Растащили деньги, растащили имущество Министерства обороны, ликвидировали кадры, военные училища. Сейчас жуткий дефицит офицеров. И что от того, что сейчас военные училища выпускают офицеров? Ну пришёл пацан-лейтенант, отучившись там. И что? Он что, специалист? Всех остальных потеряли. Надо, чтобы эти лейтенанты вливались в те коллективы, где у них бы были рядом и начальники, и служившие люди, которые прошли Чечню, прошли какие-то «горячие точки» по всему миру. И ребята быстрее бы подготовились. А сейчас от того, что они за партами посидели, лекции послушали-почитали — они что, стали грамотными лейтенантами, капитанами? Командирами батарей? При такой-то технике? Поэтому мы совершенно не готовы к войне. Вы спросили, как я воспринял СВО — я это воспринял как вынужденную меру. Мы к большой войне не готовы и всячески маневрируем, чтобы не мобилизовать объединённый Запад против нас. Тянули как-то время, находили такие формулировки и действия, чтобы, пока мы их до конца не вывели из себя, сами могли подготовиться. Ну, слава Богу, сейчас уже почти подготовились. Но пока — с оговорками.

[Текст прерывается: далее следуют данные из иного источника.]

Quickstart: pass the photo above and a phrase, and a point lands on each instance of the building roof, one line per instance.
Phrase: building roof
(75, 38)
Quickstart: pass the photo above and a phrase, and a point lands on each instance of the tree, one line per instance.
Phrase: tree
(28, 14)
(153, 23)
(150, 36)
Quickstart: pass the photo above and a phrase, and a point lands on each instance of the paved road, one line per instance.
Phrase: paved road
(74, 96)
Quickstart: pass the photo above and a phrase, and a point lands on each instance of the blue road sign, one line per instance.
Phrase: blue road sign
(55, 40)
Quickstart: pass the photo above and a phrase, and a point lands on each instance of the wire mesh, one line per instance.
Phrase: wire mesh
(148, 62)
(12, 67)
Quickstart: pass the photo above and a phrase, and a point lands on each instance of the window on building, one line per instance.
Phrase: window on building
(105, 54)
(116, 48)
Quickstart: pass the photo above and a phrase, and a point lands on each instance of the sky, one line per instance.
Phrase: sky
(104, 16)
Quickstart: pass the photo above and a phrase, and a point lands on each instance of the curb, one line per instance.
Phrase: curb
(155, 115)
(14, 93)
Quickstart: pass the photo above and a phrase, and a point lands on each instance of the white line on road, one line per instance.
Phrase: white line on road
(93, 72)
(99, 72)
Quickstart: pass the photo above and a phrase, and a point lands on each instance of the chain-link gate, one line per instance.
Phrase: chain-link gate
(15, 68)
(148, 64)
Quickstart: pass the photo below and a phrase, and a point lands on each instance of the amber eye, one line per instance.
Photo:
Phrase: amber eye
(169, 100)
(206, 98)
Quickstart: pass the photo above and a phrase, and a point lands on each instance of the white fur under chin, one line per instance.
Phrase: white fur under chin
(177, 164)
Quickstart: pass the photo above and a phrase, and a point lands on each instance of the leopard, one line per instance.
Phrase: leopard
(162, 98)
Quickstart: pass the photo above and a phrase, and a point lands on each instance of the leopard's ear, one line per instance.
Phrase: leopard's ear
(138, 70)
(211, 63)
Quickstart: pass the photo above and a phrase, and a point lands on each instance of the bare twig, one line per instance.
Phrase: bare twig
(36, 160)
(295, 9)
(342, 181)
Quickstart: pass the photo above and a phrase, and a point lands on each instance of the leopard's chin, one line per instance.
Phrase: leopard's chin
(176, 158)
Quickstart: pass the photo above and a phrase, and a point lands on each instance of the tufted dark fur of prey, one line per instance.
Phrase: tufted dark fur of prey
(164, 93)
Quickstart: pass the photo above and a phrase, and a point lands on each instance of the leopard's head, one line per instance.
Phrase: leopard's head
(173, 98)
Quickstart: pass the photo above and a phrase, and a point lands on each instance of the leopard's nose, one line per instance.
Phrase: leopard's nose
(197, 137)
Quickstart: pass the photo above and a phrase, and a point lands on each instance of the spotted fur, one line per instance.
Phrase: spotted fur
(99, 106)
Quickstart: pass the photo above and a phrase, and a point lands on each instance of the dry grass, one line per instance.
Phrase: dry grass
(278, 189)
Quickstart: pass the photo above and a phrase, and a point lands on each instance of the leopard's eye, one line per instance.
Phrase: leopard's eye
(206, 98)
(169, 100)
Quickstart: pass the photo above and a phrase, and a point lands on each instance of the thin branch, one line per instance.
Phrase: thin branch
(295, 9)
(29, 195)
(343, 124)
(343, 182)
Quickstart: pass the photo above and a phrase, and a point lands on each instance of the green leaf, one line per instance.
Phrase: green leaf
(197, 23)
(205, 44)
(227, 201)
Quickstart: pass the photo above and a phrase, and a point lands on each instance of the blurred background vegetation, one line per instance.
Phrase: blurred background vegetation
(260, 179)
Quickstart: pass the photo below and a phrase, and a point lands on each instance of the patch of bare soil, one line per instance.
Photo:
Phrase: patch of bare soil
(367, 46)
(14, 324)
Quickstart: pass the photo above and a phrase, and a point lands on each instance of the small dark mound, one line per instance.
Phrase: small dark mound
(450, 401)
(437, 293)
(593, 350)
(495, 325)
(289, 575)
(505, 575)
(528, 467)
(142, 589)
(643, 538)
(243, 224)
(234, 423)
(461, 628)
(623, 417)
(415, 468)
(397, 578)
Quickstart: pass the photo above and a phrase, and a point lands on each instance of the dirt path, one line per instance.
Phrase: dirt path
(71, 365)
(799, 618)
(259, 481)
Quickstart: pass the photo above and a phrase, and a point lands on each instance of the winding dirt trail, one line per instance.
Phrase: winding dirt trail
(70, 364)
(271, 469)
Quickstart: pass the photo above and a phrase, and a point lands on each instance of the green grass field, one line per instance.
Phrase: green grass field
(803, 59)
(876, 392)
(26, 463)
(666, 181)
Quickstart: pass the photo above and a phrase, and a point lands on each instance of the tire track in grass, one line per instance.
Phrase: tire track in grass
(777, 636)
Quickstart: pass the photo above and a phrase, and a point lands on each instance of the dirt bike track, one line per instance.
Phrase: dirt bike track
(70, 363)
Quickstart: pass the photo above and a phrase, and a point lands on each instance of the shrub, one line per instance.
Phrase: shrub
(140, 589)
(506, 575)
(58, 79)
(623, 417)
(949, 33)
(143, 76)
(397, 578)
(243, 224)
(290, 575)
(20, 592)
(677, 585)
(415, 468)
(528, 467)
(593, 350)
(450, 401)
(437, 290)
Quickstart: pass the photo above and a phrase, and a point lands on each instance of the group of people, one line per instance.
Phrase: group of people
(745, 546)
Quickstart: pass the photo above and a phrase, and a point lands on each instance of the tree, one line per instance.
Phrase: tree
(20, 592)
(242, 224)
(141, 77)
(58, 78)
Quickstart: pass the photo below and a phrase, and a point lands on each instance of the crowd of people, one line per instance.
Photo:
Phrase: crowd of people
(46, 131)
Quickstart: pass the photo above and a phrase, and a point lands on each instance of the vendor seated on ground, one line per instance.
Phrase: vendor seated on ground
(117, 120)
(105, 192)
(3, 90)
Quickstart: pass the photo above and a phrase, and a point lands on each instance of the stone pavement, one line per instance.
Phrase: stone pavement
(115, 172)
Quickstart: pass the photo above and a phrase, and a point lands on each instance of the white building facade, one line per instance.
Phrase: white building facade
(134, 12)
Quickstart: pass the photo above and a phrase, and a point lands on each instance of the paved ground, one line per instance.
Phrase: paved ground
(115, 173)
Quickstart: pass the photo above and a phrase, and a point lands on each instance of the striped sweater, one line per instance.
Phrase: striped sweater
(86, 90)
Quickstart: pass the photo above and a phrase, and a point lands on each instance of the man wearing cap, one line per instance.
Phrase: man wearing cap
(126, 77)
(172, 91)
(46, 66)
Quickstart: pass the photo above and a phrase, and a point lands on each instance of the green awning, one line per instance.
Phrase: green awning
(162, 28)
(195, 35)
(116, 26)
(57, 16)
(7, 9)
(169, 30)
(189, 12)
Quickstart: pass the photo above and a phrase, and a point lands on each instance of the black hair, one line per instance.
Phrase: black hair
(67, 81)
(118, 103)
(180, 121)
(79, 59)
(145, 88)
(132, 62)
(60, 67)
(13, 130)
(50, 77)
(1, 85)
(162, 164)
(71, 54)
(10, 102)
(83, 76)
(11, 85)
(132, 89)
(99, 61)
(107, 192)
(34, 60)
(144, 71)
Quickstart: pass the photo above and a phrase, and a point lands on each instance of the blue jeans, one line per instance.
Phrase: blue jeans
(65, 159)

— На каком рубеже, по Вашему мнению, должны остановиться боевые действия?

— Посмотрите историю, времена Хмельницкого, Речи Посполитой. Там была Левобережная, Правобережная с выходом к морю. У Украины не должно быть выхода к морю. Украину необходимо полностью изолировать. Тогда там не будет американского флота. Вот как есть эта линия – Херсон-Одесса-Николаев – всё это должно отойти к нам, никак не меньше. И как раз получим коридор на Приднестровье. Там уже мы соседи и всё. Я не знаю, понимают ли это сейчас наверху. Боюсь, что пятая колонна тоже работает, пугает, видимо, Путина – как бы, наконец, Запад не спровоцировал настоящую всеобщую войну, подговаривает его на каком-то полпути остановиться. Не дай Бог.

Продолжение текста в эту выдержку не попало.